Film Review: The Amazing Spider-Man 2

Andrew Garfield and Emma Stone remain a highly appealing screen couple, but this frenetic superhero sequel may be a case of one (or two) too many villains.

Like many a sequel, The Amazing Spider-Man 2, the continuation of the 2012 reboot of the comic-book franchise, feels the urge to double-down on action and mayhem. Make that triple-down: The movie introduces not one, not two, but three super-villains, though the last makes his altered appearance only in the final minutes. Wedged between the frenetic set-pieces is the element that made the first film special: the chemistry of its onscreen and off-screen romantic leads, Andrew Garfield and Emma Stone. Their engaging byplay remains intact, even if director Marc Webb doesn't seem to believe in the adage that less is more.

As you may recall, the first Webb movie opened with young Peter Parker’s parents Robert and Mary (Campbell Scott and Embeth Davidtz) leaving the boy with his Uncle Ben and Aunt May (Martin Sheen and Sally Field). The new film shows what happened afterward: a fight aboard a sabotaged plane as Robert Parker tries desperately to transmit a mysterious video file. Cut to the present day, as the grown Peter (Garfield) delights in his role as masked, web-slinging crime-fighter, foiling a Russian maniac (Paul Giamatti) who’s careening through the streets of Manhattan in a truck filled with dangerous cargo. Perhaps he delights too much, since there’s an awful lot of carnage left in his wake that he doesn’t seem to pay much attention to amidst his wisecracking. But Spider-Man does take a few moments to remove one Max Dillon (Jamie Foxx) from the path of a speeding vehicle—the beginning of a case of hero worship that will have major consequences. Spidey’s latest display of derring-do also happens to coincide with his high-school graduation, which he just makes as Peter’s name is called.
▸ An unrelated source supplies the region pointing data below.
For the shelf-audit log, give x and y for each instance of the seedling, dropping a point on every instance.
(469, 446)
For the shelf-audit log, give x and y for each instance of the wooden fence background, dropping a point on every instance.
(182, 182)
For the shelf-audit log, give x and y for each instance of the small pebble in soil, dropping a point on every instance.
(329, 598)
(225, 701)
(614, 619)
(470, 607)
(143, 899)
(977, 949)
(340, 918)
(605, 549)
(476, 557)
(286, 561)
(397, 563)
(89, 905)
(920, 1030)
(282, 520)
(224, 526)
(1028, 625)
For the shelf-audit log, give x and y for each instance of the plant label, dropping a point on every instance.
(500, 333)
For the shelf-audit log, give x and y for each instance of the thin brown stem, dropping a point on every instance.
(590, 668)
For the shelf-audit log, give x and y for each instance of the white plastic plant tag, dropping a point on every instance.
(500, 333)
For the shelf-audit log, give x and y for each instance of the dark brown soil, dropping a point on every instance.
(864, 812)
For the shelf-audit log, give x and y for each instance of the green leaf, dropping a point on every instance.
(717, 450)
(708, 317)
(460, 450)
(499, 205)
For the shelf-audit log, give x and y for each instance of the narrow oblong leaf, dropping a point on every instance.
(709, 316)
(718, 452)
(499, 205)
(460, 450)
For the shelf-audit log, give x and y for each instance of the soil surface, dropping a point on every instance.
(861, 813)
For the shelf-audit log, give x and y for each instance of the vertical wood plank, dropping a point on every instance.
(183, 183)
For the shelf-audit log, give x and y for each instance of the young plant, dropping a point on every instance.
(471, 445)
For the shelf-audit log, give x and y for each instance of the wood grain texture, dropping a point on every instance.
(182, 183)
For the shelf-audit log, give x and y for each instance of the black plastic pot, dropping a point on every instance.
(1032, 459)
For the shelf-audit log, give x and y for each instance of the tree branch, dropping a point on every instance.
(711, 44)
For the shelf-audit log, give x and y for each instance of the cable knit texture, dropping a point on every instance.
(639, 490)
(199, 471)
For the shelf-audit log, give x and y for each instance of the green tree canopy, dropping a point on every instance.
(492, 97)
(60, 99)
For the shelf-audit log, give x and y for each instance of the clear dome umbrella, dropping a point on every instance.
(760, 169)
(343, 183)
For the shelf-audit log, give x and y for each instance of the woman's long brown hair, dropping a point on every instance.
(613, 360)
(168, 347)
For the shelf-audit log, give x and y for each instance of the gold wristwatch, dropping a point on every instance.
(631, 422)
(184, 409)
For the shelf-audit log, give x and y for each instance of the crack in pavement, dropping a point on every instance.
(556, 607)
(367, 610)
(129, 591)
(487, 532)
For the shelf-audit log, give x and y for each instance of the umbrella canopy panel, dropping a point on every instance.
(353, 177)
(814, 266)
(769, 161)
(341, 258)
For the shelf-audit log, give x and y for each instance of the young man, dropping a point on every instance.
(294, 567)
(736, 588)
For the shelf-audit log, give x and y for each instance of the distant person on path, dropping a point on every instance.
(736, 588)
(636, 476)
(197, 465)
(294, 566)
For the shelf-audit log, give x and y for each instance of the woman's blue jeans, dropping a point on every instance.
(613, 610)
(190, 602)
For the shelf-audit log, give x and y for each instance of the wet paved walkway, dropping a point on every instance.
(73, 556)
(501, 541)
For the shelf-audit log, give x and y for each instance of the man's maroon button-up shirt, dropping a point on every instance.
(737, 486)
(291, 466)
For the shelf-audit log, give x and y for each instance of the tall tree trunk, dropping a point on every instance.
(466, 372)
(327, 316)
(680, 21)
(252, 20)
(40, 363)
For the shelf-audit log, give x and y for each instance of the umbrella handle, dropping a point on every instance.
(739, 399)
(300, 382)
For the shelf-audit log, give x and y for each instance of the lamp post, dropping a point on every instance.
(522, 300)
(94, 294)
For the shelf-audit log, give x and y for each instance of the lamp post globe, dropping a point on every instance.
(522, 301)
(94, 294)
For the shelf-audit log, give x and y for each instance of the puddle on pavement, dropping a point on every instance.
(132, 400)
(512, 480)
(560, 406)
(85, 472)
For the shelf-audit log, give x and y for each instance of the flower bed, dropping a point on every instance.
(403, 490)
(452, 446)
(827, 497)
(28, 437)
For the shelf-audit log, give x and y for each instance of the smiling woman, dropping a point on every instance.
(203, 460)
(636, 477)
One thing Peter is not cavalier about is his promise to late NYPD Captain George Stacy that he would protect his daughter Gwen (Stone) by keeping away from her. In fact, it tortures him, since he is still very much in love with his classmate. Their on-again, off-again romance fills the quieter, and often more welcome, moments of The Amazing Spider-Man 2. But there are two other big plotlines here. First is the fate of Max, an undervalued employee at mammoth Oscorp, who is nearly killed in an industrial accident involving a huge vat of electric eels and transforms into the energy-sucking Electro. A showdown in Times Square leaves him feeling slighted by his onetime idol Spider-Man, whom he now views as an archenemy. The third thread of the movie is Peter’s relationship with his childhood friend Harry Osborn (Dane DeHaan), the son of Richard Parker’s onetime business partner, the ruthless Norman Osborn. Harry takes over Oscorp, and soon becomes convinced that the blood of the genetically altered Spider-Man is the antidote to the fatal disease passed down from his father. When Harry is done scheming, he emerges as yet another classic Marvel villain, the Green Goblin.

Spider-Man 2 is rife with confrontations between Spidey and his new nemeses, and the staging, production design and visual effects are impressive, from the shattering of the giant billboards in Times Square to a climactic battle that will be devastating to those who haven't read the comic books. Garfield and Stone are once again a charming team, Foxx puts formidable fury into his electric rages, Field has some poignant moments as the devoted Aunt May, and the androgynous DeHaan makes a riveting camera subject as the brooding Harry. But I prefer the relatively more sedate rhythms of the first film’s reworked origin story to this movie’s overstuffed, overheated vibe. Still, those tender scenes between Peter and Gwen remind us that Webb, who made his name as the director of the offbeat rom-com (500) Days of Summer, can still turn up the romantic heat.